Virtual Earth Beta Debuts
I don’t see much of a partner opportunity in Microsoft’s MSN Virtual Earth, the beta version of which debuted on Sunday, but it’s certainly fun to play with and is an example of some pretty cool technology. Virtual Earth marries a mapping tool with aerial photography, so you can zoom in on any address from a satellite image. You can also find area businesses—all the pizza joints in the area, for example. The idea is the images will help you find your way in an unfamiliar location. I’m not convinced it will do that, as I had a hard time identifying the buildings surrounding the one I work in every day. But it was pretty cool, and maybe a little scary, to zoom in on my house so close I swear I could pick out the rear deck. (Not so with Google Maps, although Google’s color maps look nicer.) I was so impressed I sent the link to our art guy, but it wouldn’t work on his Mac—from either IE or Safari.

Tip of the Day
Here is yet another leftover from the Worldwide Partner Conference. During his keynote address, Chris Capossela, Microsoft corporate vice president of the Information Worker product management group, announced the Office 12 challenge.
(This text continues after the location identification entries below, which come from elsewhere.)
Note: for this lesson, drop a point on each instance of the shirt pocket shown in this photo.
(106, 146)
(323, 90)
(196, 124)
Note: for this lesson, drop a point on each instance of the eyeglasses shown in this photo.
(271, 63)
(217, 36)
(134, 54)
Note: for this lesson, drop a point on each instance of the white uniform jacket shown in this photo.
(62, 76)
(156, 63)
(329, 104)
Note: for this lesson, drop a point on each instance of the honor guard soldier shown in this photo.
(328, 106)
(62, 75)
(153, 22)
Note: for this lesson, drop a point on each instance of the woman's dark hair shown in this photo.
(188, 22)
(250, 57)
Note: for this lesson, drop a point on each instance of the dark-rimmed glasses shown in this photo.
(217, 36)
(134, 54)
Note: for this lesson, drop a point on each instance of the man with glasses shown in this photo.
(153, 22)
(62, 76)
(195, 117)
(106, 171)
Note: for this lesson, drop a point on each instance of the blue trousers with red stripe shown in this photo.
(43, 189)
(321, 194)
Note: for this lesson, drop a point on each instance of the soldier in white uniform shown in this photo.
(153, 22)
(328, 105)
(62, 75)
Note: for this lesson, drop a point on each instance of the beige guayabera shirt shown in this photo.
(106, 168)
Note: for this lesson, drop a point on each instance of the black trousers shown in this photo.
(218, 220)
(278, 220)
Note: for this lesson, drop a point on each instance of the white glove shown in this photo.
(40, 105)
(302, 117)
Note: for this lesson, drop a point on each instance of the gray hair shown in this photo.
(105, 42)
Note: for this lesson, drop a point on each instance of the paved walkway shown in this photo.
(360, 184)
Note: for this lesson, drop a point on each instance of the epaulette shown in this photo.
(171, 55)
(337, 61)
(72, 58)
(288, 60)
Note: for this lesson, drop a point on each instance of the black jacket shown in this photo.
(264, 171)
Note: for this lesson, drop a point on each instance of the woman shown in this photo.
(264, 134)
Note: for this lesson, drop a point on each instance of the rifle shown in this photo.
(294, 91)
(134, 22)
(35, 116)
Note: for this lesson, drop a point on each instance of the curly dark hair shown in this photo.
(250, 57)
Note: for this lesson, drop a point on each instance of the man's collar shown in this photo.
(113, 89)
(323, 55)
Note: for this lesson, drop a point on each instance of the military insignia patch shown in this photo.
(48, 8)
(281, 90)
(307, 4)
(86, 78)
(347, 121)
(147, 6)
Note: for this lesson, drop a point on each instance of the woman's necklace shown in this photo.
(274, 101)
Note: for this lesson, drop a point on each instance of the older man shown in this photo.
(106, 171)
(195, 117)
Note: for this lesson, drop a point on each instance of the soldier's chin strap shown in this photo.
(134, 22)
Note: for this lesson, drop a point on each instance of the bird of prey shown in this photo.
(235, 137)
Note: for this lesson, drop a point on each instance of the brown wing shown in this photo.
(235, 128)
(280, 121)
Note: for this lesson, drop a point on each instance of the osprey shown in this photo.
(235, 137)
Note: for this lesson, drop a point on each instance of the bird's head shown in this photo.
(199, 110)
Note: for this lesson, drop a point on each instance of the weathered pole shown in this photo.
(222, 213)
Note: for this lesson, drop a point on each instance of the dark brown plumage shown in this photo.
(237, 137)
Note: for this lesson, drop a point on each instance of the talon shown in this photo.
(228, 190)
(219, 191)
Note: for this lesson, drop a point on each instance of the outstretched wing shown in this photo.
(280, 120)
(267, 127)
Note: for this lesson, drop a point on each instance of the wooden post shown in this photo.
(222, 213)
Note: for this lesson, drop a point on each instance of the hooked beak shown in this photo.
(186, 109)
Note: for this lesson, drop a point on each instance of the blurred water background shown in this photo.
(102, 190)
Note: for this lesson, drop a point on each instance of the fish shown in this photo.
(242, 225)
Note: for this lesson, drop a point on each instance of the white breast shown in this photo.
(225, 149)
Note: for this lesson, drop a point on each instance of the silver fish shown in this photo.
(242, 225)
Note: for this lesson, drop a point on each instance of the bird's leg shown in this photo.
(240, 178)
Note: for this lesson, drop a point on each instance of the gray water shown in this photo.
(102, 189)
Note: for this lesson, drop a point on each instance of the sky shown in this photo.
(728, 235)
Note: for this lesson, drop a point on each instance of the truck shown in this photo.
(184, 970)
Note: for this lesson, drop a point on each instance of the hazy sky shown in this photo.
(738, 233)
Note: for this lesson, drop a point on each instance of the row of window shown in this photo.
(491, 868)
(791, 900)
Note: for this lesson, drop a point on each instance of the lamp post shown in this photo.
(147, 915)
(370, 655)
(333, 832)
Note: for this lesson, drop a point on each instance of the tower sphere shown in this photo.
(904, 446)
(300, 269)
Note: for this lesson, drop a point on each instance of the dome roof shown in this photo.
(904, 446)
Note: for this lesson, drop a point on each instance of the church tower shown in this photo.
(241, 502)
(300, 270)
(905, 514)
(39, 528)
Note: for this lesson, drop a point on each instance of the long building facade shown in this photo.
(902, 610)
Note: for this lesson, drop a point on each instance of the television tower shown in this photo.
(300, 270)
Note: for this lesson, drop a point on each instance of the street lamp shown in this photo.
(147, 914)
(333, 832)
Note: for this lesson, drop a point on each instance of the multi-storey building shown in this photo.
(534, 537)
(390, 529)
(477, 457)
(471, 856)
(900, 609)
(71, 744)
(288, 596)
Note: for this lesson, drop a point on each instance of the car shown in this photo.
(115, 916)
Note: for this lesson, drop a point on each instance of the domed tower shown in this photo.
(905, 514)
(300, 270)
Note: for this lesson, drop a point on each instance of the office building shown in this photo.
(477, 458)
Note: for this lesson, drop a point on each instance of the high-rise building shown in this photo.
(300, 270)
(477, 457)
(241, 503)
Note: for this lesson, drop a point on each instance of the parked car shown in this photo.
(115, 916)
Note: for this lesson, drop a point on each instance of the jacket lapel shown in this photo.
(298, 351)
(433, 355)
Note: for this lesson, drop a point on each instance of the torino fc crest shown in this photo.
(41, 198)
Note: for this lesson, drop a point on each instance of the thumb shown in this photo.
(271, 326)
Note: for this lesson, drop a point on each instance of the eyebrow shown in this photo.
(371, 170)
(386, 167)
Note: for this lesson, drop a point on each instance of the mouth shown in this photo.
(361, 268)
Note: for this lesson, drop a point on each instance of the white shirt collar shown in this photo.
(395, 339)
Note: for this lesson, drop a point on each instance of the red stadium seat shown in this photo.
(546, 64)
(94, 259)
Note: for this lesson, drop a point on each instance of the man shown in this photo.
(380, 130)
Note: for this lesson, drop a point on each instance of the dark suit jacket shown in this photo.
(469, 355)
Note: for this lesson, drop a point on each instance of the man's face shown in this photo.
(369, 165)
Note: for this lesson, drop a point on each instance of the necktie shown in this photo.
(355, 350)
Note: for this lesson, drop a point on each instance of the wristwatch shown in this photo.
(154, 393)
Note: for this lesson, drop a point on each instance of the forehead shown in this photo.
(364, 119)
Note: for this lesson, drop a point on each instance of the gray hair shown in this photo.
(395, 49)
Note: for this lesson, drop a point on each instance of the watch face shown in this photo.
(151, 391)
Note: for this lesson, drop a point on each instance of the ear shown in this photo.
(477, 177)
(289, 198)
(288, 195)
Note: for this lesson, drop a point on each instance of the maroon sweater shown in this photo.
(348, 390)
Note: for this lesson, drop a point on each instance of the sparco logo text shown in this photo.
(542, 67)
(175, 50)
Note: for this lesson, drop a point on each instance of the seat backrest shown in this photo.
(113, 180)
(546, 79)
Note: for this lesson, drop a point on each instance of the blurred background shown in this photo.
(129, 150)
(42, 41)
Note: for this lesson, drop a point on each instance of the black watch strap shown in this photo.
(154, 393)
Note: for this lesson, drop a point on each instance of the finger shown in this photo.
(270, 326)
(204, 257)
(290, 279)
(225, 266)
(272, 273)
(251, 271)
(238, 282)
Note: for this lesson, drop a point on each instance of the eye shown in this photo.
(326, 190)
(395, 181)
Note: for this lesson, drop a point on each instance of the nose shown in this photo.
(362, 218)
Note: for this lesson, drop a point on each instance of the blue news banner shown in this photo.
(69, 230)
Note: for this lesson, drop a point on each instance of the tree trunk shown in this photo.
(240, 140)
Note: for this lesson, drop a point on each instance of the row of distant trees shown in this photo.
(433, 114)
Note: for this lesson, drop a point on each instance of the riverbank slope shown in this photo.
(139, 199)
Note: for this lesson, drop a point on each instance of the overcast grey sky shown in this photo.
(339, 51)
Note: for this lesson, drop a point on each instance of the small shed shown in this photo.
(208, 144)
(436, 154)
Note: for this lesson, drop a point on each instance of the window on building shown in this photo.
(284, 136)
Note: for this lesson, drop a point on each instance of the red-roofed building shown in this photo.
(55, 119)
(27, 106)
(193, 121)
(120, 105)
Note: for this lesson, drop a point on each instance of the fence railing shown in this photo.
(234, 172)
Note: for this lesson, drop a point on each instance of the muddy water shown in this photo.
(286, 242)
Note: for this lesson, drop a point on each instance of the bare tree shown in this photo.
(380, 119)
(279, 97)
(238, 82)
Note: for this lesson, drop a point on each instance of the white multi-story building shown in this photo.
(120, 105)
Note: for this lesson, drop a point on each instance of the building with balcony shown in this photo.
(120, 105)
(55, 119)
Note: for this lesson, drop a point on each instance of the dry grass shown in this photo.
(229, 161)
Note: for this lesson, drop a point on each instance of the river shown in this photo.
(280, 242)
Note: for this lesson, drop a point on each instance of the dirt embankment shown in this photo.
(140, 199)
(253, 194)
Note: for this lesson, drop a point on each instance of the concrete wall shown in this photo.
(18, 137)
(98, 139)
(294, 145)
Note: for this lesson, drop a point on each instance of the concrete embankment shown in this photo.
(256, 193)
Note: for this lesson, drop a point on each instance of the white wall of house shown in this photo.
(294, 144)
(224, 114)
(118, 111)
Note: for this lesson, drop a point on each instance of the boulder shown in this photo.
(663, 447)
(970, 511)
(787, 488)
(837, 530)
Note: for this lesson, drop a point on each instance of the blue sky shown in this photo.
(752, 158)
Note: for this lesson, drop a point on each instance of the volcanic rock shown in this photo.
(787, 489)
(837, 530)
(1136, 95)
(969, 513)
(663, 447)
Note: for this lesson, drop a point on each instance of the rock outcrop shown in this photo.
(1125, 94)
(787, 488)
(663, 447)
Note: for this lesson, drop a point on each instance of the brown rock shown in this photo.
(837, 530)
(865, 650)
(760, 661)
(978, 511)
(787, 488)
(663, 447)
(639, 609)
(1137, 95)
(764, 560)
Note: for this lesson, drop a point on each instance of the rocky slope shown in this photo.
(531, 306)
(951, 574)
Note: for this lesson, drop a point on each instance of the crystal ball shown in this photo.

Any partner that gains the IW competency by Nov. 1 will get beta 1 of Office 12.

The challenge serves two purposes for Microsoft: It helps the company make good on its goal of a four-fold increase in the number of partners with the IW competency while helping educate those partners on Office 12.

Capossela promises to make “far more” technical information available on Office 12 at the Professional Developers Conference in September in Los Angeles.